DUSP8 Regulates Cardiac Ventricular Remodeling by Altering ERK1/2 Signaling

Abstract

Rationale: Mitogen-activated protein kinase (MAPK) signaling regulates the growth response of the adult myocardium in response to increased cardiac workload or pathological insults. The dual-specificity phosphatases (DUSPs) are critical effectors, which dephosphorylate the MAPKs to control the basal tone, amplitude, and duration of MAPK signaling.

Objective: To examine DUSP8 as a regulator of MAPK signaling in the heart and its impact on ventricular and cardiac myocyte growth dynamics.

Methods and results: Dusp8 gene-deleted mice and transgenic mice with inducible expression of DUSP8 in the heart were used here to investigate how this MAPK-phosphatase might regulate intracellular signaling and cardiac growth dynamics in vivo. Dusp8 gene-deleted mice were mildly hypercontractile at baseline with a cardiac phenotype of concentric ventricular remodeling, which protected them from progressing towards heart failure in 2 surgery-induced disease models. Cardiac-specific overexpression of DUSP8 produced spontaneous eccentric remodeling and ventricular dilation with heart failure.

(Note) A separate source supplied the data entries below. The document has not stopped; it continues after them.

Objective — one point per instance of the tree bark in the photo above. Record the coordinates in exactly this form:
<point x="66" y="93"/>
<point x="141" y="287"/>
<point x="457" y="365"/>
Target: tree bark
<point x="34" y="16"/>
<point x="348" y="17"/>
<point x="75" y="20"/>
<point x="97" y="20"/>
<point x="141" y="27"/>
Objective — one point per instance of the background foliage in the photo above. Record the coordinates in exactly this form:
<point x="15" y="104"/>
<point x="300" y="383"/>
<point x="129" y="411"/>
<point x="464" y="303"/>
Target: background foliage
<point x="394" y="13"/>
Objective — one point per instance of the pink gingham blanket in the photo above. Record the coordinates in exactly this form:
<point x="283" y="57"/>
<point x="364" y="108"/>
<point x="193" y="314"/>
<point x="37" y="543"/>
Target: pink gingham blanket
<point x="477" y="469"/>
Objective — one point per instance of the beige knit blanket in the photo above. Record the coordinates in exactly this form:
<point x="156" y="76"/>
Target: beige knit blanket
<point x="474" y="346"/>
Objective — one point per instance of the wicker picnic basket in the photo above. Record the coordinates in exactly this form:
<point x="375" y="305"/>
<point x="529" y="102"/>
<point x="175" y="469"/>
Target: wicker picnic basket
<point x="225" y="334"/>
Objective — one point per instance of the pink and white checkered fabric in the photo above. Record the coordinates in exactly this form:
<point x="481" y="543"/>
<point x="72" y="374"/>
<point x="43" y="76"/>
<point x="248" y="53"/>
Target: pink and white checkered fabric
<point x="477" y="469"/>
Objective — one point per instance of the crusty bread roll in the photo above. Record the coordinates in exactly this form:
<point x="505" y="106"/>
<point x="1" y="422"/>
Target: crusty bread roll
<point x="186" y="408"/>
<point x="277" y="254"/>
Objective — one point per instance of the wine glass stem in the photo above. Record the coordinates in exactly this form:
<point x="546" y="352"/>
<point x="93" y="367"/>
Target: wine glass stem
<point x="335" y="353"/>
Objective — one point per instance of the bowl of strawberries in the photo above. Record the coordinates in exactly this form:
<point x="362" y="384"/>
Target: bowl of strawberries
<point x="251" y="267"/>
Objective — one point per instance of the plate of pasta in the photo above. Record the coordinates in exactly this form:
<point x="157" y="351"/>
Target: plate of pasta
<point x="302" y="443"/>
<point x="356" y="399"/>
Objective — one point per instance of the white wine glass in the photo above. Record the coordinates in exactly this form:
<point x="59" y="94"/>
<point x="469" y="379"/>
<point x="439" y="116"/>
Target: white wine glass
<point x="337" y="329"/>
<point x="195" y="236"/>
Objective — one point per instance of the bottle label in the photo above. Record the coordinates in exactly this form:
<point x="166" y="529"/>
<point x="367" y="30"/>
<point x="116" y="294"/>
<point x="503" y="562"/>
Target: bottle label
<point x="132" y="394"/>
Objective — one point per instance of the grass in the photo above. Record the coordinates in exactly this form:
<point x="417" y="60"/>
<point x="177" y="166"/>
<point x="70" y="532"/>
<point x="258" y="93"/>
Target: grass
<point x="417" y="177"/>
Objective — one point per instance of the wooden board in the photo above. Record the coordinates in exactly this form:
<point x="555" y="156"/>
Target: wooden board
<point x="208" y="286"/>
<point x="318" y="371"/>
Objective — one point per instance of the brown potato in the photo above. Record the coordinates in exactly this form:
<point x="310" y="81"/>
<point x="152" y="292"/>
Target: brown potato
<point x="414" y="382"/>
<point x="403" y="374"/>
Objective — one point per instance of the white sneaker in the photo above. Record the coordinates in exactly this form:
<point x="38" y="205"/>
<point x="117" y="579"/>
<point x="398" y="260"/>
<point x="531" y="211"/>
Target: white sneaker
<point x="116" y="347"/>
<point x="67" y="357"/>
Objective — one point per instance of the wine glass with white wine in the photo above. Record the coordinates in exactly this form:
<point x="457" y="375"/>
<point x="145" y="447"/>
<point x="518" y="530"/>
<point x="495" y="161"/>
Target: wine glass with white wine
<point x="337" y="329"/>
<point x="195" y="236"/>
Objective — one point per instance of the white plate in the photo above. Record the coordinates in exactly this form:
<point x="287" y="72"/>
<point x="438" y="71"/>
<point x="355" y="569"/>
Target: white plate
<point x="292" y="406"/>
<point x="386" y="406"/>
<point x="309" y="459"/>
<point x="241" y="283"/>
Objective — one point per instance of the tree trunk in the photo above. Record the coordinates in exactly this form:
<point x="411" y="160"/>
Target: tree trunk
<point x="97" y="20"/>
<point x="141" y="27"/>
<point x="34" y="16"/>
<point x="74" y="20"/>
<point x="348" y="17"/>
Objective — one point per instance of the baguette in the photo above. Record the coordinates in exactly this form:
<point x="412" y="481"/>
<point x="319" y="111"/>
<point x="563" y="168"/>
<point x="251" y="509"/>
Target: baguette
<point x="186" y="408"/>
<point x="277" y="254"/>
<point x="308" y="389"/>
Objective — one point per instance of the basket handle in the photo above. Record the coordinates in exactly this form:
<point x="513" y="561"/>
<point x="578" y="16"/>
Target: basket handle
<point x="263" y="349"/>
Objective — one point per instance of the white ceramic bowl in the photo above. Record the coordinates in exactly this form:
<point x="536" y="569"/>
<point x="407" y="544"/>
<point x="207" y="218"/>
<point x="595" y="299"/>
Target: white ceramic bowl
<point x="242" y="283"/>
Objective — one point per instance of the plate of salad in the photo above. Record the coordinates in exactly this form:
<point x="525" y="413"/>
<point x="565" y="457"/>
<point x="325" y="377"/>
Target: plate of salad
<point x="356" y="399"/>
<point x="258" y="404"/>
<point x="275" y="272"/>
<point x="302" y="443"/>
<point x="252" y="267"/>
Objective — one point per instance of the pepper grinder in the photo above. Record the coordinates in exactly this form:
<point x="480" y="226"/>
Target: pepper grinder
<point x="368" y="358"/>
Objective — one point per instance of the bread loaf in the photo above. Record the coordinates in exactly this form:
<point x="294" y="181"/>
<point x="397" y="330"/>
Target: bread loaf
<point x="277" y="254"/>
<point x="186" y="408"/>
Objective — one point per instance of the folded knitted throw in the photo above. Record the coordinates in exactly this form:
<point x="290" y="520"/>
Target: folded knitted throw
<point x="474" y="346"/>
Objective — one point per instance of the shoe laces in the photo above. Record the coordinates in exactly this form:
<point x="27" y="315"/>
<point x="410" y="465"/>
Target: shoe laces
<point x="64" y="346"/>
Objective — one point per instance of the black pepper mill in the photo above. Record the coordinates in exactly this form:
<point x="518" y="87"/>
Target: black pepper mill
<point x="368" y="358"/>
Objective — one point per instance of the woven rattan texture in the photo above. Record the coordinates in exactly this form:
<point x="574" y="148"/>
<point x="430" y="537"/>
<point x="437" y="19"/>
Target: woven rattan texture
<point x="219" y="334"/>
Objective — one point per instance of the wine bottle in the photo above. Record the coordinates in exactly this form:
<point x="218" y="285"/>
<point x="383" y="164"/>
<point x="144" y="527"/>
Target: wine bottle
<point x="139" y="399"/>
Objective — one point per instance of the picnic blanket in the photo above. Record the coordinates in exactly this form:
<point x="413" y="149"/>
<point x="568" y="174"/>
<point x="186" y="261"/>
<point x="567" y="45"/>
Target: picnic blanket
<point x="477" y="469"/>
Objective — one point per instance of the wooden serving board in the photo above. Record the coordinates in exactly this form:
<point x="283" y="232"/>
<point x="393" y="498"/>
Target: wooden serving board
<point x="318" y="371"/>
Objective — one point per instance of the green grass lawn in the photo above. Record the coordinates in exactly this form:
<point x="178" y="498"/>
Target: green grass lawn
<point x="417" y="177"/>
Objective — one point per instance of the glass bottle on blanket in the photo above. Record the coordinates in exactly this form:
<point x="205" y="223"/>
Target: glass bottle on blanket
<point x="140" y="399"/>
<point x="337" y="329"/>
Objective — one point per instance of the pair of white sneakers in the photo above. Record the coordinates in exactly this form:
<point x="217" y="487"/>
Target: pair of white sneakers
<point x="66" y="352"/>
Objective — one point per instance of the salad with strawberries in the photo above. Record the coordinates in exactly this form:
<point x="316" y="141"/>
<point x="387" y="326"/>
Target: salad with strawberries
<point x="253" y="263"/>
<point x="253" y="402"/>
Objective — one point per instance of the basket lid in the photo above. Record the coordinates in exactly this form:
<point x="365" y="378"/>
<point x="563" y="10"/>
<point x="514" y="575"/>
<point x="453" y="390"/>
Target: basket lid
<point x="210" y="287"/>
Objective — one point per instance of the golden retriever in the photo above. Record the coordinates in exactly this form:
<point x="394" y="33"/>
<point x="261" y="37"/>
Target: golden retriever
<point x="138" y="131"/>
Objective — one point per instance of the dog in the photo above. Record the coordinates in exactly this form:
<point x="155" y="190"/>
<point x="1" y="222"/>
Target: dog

At the cellular level, adult cardiac myocytes from Dusp8 gene-deleted mice were thicker and shorter, whereas DUSP8 overexpression promoted cardiac myocyte lengthening with a loss of thickness. Mechanistically, activation of extracellular signal-regulated kinases 1/2 were selectively increased in Dusp8 gene-deleted hearts at baseline and following acute pathological stress stimulation, whereas p38 MAPK and c-Jun N-terminal kinases were mostly unaffected.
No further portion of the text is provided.